Мария даже остановилась на мгновение, осознав, что виделась с ними только на похоронах. «Ведь для них он вообще самый родной и близкий! Как же я о них забыла? Кажется, они хотели со мной увидеться? Как глупо и нехорошо! Надо к ним поехать! Сегодня же! А куда это я несусь? Ах да, в полицию!» Она остановилась и с удивлением заметила, что находится возле своей фирмы, почти возле самых парадных дверей. Через огромные стекла был виден охранник, который уже стоял у дверей, готовый их открыть, как только она подойдет поближе. Он деликатно посматривал в ее сторону, явно не решаясь выйти на улицу к ней навстречу. «Сотня людей! – вспомнила Мария. – Ну не сотня, а всего девяносто шесть человек! Но… Все-таки… Они ведь действительно зависят от меня, а я о них забыла!» Она вспомнила, сколько лет было потрачено на создание фирмы, как долго она подбирала и складывала коллектив, какие у всех прекрасные отношения не только на работе, но и после. «Ведь они мне тоже как семья! Большая дружная семья!» И она быстрым шагом вошла в моментально распахнутые перед ней двери.
Через пару часов она позвонила на мобильник Даниэля.
– Привет! Ты еще в городе?
– Да! Я тут с женой, надо было кое-что купить, – последовал настороженный ответ.
– Вы бы не могли меня захватить с собой, – попросила Мария. – Хочу увидеться с мамой и отцом.
– Даже не знаю… – в задумчивости ответил Даниэль.
– Что такое, почему? – она даже заволновалась.
– Да вот, ушел в подполье, – стал объяснять он. – Приходится скрываться от полиции.
– Да брось ты! – все поняла она. – Как-нибудь разберемся между собой, – и миротворчески добавила: – По-семейному.
– Хорошо! Мы будем у тебя через час! – потом не сдержался и все-таки добавил: – Если это, конечно, не ловушка!
Так Мария-Изабель вернулась к жизни. Но печаль всегда неизгладимо присутствовала рядом с ней. Она забыла, что такое смех, а если и улыбалась, то только по случаю, из обязанности, да и то крайне редко. Она совершенно перестала совершать любые поездки для отдыха и не выделяла себе времени для праздных прогулок. Все, даже малейшее свое свободное время она посвящала какому-нибудь занятию, чаще всего связанному с ее работой. Она старалась как можно больше себя выматывать, чтобы, придя домой, без сил свалиться на кровать и сразу уснуть. А с утра, лишь открыв глаза, моментально находила с десяток причин для того, чтобы вскочить, даже в выходные, и загрузить себя работой.

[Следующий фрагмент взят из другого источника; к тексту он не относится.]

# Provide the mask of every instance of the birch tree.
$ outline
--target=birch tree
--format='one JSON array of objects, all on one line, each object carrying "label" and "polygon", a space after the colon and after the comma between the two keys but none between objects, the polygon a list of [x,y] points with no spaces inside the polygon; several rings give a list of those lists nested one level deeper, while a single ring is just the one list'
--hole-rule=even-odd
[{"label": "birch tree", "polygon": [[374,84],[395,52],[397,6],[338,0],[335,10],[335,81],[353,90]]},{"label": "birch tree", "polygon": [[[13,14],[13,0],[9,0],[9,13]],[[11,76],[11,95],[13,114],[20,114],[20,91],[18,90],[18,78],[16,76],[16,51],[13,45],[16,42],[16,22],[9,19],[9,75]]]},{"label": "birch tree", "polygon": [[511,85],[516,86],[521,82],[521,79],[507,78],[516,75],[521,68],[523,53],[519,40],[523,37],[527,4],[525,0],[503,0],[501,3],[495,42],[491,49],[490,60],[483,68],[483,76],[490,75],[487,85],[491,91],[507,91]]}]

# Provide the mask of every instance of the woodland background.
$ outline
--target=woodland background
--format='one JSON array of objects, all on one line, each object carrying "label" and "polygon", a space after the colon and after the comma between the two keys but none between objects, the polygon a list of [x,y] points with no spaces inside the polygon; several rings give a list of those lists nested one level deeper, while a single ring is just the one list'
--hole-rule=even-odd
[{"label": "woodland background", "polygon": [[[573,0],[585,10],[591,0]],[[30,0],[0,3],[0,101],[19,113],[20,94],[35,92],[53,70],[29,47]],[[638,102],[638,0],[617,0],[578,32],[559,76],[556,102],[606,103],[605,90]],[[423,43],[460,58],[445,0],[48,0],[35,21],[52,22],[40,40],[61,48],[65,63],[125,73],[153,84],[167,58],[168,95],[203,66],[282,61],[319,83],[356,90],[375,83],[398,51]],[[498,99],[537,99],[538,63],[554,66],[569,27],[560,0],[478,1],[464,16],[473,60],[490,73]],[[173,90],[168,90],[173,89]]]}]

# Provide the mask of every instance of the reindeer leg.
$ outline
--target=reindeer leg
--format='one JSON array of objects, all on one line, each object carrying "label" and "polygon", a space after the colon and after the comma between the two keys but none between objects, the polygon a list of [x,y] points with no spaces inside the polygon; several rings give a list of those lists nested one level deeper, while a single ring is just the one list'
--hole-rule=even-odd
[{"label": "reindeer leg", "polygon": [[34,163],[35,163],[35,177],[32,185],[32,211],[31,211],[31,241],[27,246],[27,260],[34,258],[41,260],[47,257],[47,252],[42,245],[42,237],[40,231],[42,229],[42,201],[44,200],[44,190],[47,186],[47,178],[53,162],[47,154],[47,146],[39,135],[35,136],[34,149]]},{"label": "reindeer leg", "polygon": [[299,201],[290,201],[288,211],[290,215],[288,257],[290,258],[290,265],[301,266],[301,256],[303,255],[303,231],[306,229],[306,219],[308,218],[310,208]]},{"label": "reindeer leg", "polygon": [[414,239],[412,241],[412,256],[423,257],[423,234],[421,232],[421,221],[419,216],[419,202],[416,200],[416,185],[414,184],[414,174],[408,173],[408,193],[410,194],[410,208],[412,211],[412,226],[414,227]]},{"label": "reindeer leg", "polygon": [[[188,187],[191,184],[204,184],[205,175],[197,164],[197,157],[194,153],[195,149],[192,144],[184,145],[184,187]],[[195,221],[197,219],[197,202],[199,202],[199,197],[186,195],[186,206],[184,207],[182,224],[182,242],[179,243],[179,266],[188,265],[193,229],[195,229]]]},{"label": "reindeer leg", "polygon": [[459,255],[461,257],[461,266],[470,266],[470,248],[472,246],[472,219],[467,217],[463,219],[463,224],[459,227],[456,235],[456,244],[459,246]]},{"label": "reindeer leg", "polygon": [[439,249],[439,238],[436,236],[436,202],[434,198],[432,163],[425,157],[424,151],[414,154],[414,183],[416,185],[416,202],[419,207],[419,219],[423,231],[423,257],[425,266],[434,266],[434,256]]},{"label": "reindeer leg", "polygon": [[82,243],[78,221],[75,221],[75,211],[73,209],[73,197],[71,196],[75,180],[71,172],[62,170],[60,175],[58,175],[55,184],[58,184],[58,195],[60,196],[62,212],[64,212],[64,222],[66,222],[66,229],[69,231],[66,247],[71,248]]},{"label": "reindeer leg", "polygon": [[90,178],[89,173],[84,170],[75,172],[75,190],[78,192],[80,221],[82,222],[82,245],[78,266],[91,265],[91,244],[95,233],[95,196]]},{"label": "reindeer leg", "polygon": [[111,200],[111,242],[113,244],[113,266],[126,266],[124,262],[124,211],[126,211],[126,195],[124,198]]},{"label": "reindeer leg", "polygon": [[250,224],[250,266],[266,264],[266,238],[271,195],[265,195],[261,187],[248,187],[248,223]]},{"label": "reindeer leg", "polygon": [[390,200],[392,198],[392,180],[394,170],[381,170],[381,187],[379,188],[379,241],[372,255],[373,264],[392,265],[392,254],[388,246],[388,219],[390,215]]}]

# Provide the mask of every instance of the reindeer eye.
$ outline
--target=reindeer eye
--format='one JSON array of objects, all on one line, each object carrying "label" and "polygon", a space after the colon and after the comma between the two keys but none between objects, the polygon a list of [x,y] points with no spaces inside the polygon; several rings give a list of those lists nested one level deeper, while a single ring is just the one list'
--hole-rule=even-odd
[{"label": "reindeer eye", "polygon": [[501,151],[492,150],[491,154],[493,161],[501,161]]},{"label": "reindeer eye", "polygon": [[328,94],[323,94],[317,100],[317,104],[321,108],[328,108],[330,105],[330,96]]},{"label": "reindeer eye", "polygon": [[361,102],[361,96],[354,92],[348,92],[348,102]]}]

Потому что она боялась оставаться наедине со своими мыслями. Она, так реально смотрящая на все в своей жизни, соизмеряя все только с действительностью, с растерянностью и даже с ужасом стала замечать за собой, что начинает жить в каком-то вымышленном и несуществующем мире. Особенно по ночам, когда ее вдруг одолевала бессонница.
Виной тому была сказка-фантазия, рассказанная ей Хоссе в самом начале их совместной жизни.
«Какой смысл был ему заставлять меня о ней вспомнить именно после того, как с ним что-нибудь случится? Или, если вернее, после того, как он умрет? Он ведь был очень добрый и страстно меня любил. Он бы не захотел моих лишних терзаний и мучений, которые я бы получила, после того, как его не станет. Значит, все-таки была у него какая-то уверенность в том, что он мне рассказывал, ну хотя бы мизерная, хотя бы мало-мальски осуществимая и возможная!
Но как поверить в то, что я помню? Это же не нереально! Такого не бывает! Но все-таки допустим… Но это же мне претит! Я не могу допускать невозможного! А если все-таки попробовать и подойти ко всему этому с самой реальной точки зрения? Если, конечно, забыть, что все это сказка, бред… Ладно, забудем! Что я имею? Даже если поверить в то, что он говорил, то первое: он обещал вернуться очень скоро – день, два, ну пускай через неделю. Но ведь никто ко мне не подходил! Никто, никто! А уж тем более с обещанными объяснениями. А если бы подошел? Готова ли я узнать в совершенно чужом и незнакомом мне человеке моего… любимого? Неужели мне бы удалось догадаться и почувствовать – это он?! Скорей всего, да! Я бы, наверное, поверила ему с первых же фраз. Если бы это был он, то он знал, что и как мне рассказать. А удалось ли бы мне забыть о чужих руках, глазах да и всем теле того человека, в разум которого он бы вселился? Опять-таки – скорей всего, да! Наверное, это было бы очень трудно, но Хос…..мой любимый смог бы это сделать без особого труда.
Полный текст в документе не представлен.